Details from the fanlight: textures made with sandblasting, brushes, rollers and the qualities of the different enamels I used.

In case you’re in doubt, it’s Mount Fuji. There is a selection of Fuji merchadise in the Volcano Club collection, including the crumpled t-shirt, face mask, sweet packet and enamel brooch shown below, next to the hair clip which makes the best use of the distinctive triangle with the white top, which on my glass is clear.

Mount Fuji merchandise

Volcano Club by Sasha Ward

Volcano Club Magazine: Top row, pages from first issue (1995), bottom row, pages from later issues (2010).

I’m making a fanlight window for the founder of Volcano Club, established in 1995 and chiefly known for the zine produced by Augusta Ward at very irregular intervals until 2013. The pages above show the original volcano cover image, some dot to dots (including a pack of cheddars which featured heavily in the first issue) and some very concise instructions for crafting (as we would now call it), for example ‘get rocks and wash’. A later issue celebrated eyjafjallajökull which erupted in 2010 and wrecked the windows of aeroplanes, much like a sandblaster would; inside the zine there was always a wordsearch and a quiz. Augusta also made a stained glass window in 1995 of alternating volcanoes and pyramids, sadly no photo of this exists.

Volcano from a window in St Andrew’s church, Halberton by G Maile and Son, 1931. It is dedicated to Sir Robert Harvey who made his money in South America.

On the hunt for other volcanoes in stained glass I remembered two that I had seen, both made in the 1930s. One was in a Devon church (above) and one was in a huge and fabulous window at Airbus headquarters that I worked on during the restoration of the building in 2013 (below).
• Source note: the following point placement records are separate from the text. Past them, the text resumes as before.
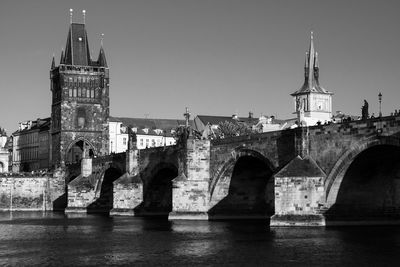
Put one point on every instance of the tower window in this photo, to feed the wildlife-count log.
(81, 118)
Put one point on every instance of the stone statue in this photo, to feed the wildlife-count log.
(364, 110)
(132, 139)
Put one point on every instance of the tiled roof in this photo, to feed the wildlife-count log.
(77, 49)
(39, 124)
(215, 120)
(140, 123)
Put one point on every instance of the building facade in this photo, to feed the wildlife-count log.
(149, 132)
(30, 152)
(312, 102)
(4, 153)
(80, 101)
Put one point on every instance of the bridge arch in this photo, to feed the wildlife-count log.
(365, 181)
(74, 151)
(157, 189)
(242, 186)
(104, 188)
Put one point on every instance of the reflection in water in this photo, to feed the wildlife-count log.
(54, 239)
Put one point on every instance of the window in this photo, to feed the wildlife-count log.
(81, 118)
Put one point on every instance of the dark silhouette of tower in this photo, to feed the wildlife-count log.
(80, 101)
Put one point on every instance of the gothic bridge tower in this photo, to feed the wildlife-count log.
(313, 103)
(80, 100)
Volcano in etched and enamelled glass from the staircase window by Jan Juta, 1936, at the headquarters of the British Airplane Company, now Airbus, in Filton, Bristol.

Design for a fanlight window 2025: Miniature glass sketches, initial design, and full sized final drawing.
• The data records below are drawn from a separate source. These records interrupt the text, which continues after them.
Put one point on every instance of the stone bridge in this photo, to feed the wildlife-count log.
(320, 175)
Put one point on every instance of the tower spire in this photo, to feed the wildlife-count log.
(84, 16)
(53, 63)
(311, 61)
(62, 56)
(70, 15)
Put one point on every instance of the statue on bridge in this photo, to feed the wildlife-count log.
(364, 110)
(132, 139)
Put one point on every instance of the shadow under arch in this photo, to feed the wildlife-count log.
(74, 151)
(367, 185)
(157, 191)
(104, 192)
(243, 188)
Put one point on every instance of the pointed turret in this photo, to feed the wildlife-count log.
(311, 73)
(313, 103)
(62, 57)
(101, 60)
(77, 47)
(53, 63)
Of course we know that the angle of the sides of a volcano should never exceed 45° but sometimes this doesn’t fit in to the format of the picture, for example the vertical zine cover and the window in Devon. This new window (see designs above) is horizontal and the volcano has a more realistic shape that is based on Mount Fuji. It is also influenced by a grid of 48 picturesque views of Vesuvius that we saw in Compton Verney’s 2010 Volcano exhibition, the source of most of my volcanic facts.
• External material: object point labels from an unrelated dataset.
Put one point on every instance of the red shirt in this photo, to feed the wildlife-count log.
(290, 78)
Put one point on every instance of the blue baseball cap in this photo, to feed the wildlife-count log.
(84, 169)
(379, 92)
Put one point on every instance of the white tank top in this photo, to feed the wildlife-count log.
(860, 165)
Then I remembered a window I made in 2002, a period when I was particularly busy and particularly bad at getting photos of completed commissions in sensitive spaces - this one is in a mental health unit at St James’ Leeds. I just have the tiny and lovely piece of glass for the 1:50 model that I made (below left) and a couple of drawings (below). I rather sneaked the volcano image into the fantasy landscape which was the result of workshops I held with local service users. Amazed that I came up with the same colour combination 23 years later and that I’m still using the same pot of purple enamel, Ferro 77396, which is actually a vibrant and very transparent pink.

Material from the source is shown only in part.